String. The column name of the batch column in the obs table.

hvg_no

Integer. Number of highly variable genes to include. Defaults to 2000L.

gene_comb_method

String. One of c("union", "average", "intersection"). The method to combine the HVG across the different batches. Defaults to "union".

hvg_params

List, see params_sc_hvg(). This list contains

  • method - Which method to use. One of c("vst", "meanvarbin", "dispersion")

  • loess_span - The span for the loess function to standardise the variance

  • num_bin - Integer. Not yet implemented.

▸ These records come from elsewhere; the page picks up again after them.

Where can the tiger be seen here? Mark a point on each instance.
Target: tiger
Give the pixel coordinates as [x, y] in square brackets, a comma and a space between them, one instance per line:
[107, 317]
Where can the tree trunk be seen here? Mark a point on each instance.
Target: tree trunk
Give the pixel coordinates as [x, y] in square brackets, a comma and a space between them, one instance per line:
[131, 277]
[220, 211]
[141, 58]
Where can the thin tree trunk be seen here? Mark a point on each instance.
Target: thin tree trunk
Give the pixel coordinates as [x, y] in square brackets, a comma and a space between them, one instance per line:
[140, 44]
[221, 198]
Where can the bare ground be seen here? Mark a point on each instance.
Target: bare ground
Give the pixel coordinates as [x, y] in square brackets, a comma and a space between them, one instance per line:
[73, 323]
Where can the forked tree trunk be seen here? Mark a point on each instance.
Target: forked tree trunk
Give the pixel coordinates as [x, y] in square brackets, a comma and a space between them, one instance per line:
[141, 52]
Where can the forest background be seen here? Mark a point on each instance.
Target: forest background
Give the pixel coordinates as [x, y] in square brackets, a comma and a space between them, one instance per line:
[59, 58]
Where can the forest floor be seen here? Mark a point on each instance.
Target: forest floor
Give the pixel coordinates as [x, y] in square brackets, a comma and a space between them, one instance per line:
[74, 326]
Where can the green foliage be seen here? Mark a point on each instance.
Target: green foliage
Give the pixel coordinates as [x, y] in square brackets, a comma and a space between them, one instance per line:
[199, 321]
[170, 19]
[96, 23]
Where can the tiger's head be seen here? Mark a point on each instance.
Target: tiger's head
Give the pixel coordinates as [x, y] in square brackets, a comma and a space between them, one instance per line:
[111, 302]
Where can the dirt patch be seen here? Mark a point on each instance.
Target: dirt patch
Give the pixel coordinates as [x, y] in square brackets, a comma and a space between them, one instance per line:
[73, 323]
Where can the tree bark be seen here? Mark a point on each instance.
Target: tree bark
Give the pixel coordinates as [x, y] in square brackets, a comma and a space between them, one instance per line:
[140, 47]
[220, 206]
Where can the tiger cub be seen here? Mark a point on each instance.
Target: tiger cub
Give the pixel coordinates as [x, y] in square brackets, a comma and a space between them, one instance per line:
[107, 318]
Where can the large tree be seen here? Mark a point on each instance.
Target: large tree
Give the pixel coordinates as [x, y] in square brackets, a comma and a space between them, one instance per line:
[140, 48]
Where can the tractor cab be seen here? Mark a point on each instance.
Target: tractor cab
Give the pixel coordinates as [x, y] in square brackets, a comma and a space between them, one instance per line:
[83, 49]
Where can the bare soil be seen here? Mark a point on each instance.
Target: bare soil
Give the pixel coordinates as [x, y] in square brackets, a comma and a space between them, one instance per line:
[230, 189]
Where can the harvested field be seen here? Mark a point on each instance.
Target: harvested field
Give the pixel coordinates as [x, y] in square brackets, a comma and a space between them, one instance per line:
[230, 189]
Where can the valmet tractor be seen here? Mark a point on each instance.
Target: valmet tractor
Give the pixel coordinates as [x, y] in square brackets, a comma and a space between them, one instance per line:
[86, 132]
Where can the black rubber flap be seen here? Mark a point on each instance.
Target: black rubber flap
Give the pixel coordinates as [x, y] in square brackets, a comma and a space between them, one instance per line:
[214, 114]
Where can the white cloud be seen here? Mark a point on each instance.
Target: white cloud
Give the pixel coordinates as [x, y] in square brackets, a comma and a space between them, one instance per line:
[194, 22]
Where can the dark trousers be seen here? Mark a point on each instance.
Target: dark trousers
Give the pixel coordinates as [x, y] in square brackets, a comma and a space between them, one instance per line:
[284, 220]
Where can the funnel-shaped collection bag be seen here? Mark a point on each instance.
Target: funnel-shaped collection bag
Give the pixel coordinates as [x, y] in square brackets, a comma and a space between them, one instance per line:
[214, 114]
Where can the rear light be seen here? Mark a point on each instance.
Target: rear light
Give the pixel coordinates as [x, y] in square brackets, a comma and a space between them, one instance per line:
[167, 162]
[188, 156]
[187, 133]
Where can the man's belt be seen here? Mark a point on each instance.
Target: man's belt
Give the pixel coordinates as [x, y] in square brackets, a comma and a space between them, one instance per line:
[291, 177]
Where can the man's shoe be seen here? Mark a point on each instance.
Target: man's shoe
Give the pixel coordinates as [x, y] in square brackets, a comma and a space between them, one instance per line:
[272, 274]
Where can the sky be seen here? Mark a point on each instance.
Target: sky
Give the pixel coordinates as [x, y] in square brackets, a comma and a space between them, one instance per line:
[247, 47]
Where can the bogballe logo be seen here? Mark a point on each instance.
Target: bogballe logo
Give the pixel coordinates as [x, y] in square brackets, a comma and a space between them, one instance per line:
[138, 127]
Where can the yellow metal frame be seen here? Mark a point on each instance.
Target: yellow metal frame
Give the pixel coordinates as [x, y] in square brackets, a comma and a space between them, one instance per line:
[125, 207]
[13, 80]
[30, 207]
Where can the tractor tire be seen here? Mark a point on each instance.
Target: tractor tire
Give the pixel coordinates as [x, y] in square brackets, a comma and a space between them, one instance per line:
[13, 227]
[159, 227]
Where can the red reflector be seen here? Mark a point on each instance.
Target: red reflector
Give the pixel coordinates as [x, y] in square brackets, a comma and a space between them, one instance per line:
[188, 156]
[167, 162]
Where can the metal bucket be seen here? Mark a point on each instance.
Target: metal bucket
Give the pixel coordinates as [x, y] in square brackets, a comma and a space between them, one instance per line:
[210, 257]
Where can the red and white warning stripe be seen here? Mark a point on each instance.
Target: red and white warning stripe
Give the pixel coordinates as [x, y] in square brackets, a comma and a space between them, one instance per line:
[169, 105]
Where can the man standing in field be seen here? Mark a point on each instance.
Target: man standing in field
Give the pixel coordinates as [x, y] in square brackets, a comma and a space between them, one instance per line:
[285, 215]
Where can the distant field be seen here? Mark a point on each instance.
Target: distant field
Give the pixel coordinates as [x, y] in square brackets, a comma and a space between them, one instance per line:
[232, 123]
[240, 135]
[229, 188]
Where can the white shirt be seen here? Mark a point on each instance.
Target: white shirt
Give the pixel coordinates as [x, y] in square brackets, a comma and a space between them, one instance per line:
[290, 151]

  • bin_method - String. One of c("equal_width", "equal_freq"). Not implemented yet.

streaming

Boolean. Shall the genes be streamed in. Useful for larger data sets where you wish to avoid loading in the whole data. Defaults to FALSE.

.verbose

Boolean. Controls verbosity and returns run times.

Value

This function will return a list with:

  • hvg_indices - The indices of the batch-aware HVG.

  • batch_hvg_data - data.table with the detailed information of the variance per batch.